Gold is up 61% this year. Gold miners are up 139%.
S&P 500 is up 13%. Nasdaq is up 17%.
"Well, nobody could've seen that coming."
Yes, you could have.
Gold alternated with stocks all throughout last year, and had been running ahead from July up through the election. Stock market enthusiasm, buoyed by TSLA and others, wore off quickly. By the second week of December, gold was back on top, hesitantly, and then firmly so by Christmas. January confirmed defensive rotations into utilities, then consumer staples and low volatility. And gold kept running.
As to miners?
Gold miners are surging right now because they’re finally getting the sweet spot of the cycle: gold prices are high, but input costs—like fuel, equipment, and labor—have stabilized or even fallen, expanding profit margins dramatically.

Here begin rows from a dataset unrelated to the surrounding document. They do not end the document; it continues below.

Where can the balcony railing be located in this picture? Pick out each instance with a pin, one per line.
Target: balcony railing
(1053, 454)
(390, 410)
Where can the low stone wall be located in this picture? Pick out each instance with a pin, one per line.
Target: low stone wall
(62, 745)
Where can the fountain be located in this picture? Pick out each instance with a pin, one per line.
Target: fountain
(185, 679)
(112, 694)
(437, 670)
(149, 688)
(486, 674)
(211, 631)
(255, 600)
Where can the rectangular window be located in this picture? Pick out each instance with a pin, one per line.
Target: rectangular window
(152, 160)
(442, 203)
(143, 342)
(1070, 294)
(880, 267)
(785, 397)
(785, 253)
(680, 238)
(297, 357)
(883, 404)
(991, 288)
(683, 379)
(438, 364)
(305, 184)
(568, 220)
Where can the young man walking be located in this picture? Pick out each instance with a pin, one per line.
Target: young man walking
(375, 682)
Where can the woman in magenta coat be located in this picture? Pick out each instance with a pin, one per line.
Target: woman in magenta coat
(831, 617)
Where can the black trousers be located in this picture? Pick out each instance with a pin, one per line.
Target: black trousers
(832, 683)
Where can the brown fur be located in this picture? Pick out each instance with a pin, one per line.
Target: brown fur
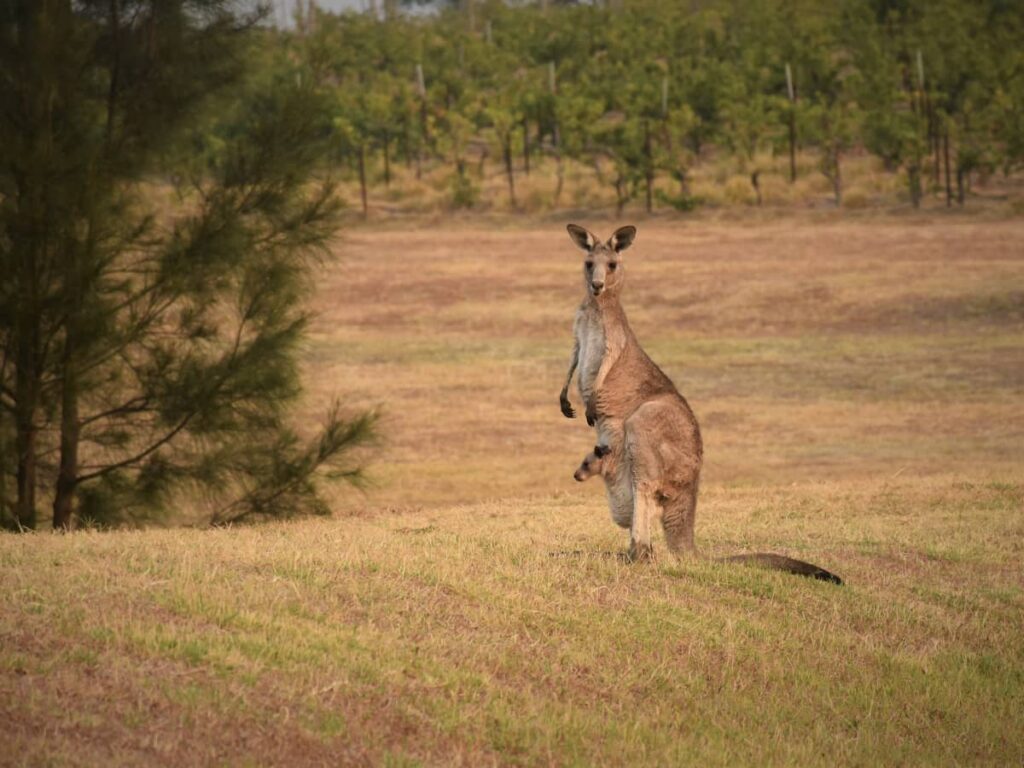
(653, 468)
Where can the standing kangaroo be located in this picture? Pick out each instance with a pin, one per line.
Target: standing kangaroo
(650, 442)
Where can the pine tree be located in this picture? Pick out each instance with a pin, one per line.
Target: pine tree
(148, 337)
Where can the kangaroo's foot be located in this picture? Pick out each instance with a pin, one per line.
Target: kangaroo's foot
(639, 553)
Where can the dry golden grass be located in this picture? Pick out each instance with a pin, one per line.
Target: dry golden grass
(860, 384)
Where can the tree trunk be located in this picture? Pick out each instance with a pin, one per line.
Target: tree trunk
(70, 428)
(837, 179)
(363, 180)
(525, 144)
(913, 180)
(648, 168)
(793, 145)
(26, 404)
(945, 154)
(508, 169)
(559, 169)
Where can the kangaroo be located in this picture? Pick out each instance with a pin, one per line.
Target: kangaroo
(599, 463)
(654, 442)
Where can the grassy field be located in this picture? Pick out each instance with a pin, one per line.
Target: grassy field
(860, 385)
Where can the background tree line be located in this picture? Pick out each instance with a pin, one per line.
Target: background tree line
(648, 88)
(168, 176)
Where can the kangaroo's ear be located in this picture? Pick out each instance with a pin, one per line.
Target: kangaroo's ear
(622, 239)
(584, 240)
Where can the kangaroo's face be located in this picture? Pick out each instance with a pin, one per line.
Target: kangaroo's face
(602, 268)
(592, 464)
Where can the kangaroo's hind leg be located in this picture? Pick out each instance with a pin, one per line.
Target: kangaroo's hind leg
(678, 519)
(643, 462)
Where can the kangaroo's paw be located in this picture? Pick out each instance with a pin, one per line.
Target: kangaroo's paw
(567, 411)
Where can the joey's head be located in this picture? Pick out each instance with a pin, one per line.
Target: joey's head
(602, 267)
(593, 464)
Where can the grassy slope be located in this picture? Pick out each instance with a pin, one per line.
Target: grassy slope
(860, 389)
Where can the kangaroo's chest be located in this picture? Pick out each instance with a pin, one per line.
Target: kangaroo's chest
(592, 350)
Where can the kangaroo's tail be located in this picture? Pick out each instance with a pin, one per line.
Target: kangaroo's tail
(780, 562)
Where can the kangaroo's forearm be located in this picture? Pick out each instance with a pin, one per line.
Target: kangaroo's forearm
(563, 397)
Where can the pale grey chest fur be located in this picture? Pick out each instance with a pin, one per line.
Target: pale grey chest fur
(590, 333)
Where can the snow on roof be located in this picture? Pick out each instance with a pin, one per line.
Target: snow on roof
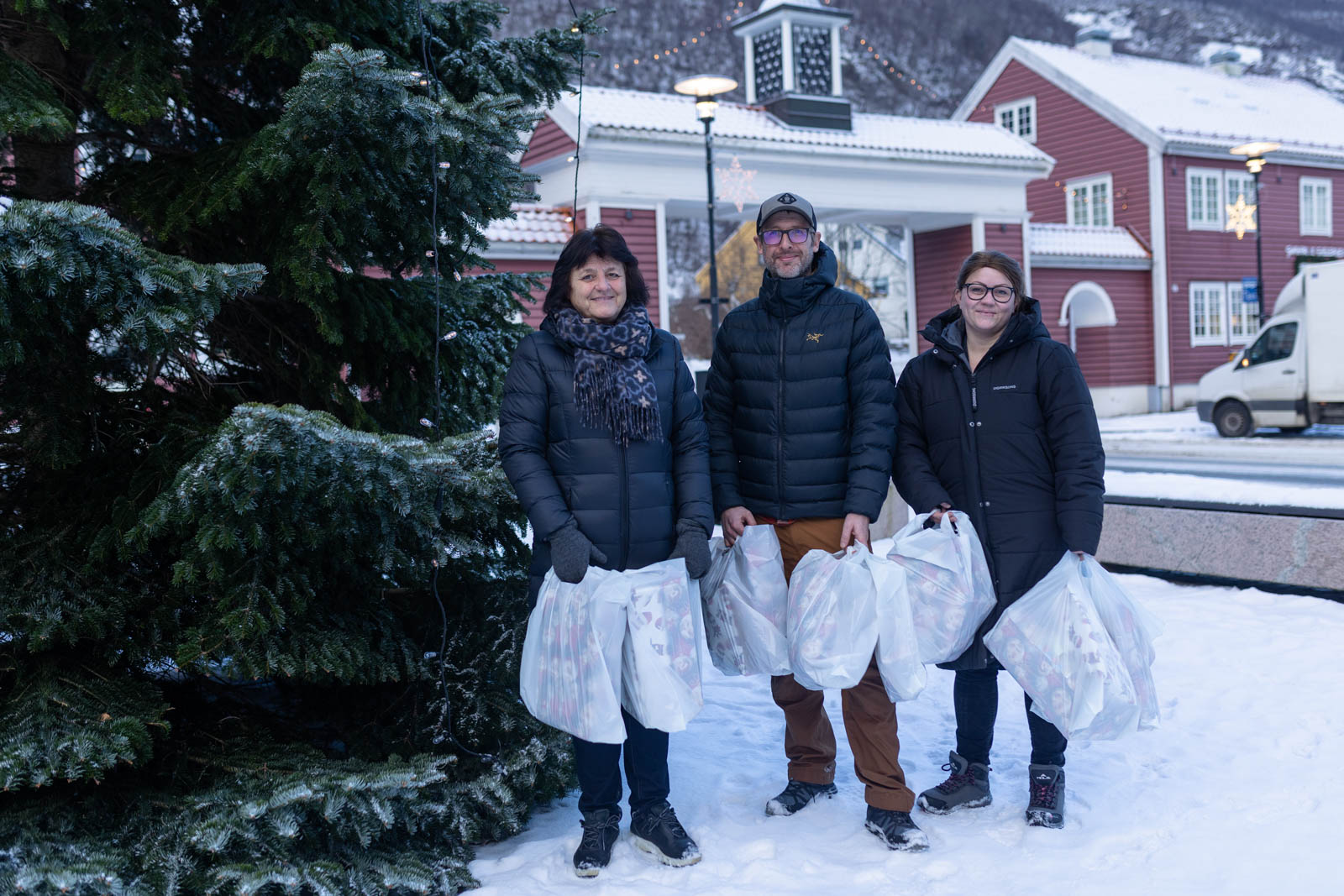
(1200, 105)
(620, 112)
(534, 223)
(1084, 242)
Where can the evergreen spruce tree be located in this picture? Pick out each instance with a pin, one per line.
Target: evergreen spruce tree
(262, 584)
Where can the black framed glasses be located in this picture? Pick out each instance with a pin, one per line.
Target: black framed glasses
(776, 237)
(1000, 295)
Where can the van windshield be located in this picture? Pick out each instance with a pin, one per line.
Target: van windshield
(1274, 344)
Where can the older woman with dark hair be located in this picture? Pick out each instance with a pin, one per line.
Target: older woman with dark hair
(602, 438)
(998, 422)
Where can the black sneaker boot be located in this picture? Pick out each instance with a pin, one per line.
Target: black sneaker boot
(967, 788)
(601, 828)
(1047, 797)
(796, 795)
(897, 831)
(658, 832)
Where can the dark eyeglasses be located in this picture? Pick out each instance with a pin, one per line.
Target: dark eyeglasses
(776, 237)
(976, 291)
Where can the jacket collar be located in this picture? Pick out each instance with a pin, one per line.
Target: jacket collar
(793, 296)
(948, 331)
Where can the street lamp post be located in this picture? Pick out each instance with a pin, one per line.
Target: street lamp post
(1256, 154)
(705, 89)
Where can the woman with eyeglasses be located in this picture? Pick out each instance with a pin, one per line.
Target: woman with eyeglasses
(998, 423)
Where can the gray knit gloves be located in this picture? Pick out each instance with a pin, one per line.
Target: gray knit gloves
(571, 553)
(692, 543)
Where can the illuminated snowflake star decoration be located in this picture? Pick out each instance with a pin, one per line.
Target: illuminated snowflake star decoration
(736, 184)
(1241, 217)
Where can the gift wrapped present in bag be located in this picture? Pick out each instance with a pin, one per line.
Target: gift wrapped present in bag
(951, 587)
(570, 673)
(746, 602)
(1053, 642)
(1132, 629)
(898, 649)
(832, 618)
(660, 663)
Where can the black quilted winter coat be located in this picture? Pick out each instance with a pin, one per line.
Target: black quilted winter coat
(627, 500)
(800, 402)
(1014, 445)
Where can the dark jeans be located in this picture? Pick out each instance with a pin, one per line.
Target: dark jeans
(645, 768)
(974, 696)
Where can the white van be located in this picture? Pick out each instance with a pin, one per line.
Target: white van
(1292, 375)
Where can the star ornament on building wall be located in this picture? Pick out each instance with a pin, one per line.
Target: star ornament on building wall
(1241, 217)
(736, 184)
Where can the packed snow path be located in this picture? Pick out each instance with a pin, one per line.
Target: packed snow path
(1238, 792)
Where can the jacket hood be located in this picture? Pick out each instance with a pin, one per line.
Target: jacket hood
(948, 332)
(793, 296)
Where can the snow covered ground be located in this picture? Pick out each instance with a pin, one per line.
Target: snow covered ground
(1238, 792)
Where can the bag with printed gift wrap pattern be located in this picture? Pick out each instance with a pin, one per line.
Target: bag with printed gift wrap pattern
(951, 587)
(660, 661)
(1053, 642)
(832, 618)
(746, 604)
(570, 674)
(1132, 629)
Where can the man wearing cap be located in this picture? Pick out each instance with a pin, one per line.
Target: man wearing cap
(800, 402)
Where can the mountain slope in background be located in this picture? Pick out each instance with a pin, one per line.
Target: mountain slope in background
(921, 56)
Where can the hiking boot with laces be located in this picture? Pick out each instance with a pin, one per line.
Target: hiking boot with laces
(796, 795)
(967, 788)
(897, 831)
(601, 829)
(1047, 797)
(658, 832)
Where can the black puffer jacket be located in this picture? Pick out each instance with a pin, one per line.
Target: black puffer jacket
(800, 402)
(627, 500)
(1014, 445)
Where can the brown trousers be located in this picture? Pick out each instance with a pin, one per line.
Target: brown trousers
(870, 718)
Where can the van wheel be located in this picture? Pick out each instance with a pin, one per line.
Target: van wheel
(1233, 419)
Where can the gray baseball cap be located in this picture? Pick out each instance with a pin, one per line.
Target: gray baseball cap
(785, 202)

Unlike the metal, which simply sits in a vault, miners turn those high prices into cash flow and earnings leverage; every extra $100 in gold can multiply profits several times over. After years of underinvestment and cautious capital discipline, balance sheets are cleaner, dividends are rising, and valuations remain far below historical averages. In short, miners are giving investors both the defensive upside of gold and the offensive power of operating leverage—a rare combination that makes them one of the strongest asymmetric plays in the market right now.
And from a technical standpoint, they hinted at surpassing gold last December, and cemented it mid-January.
Yeah, you could've seen this coming.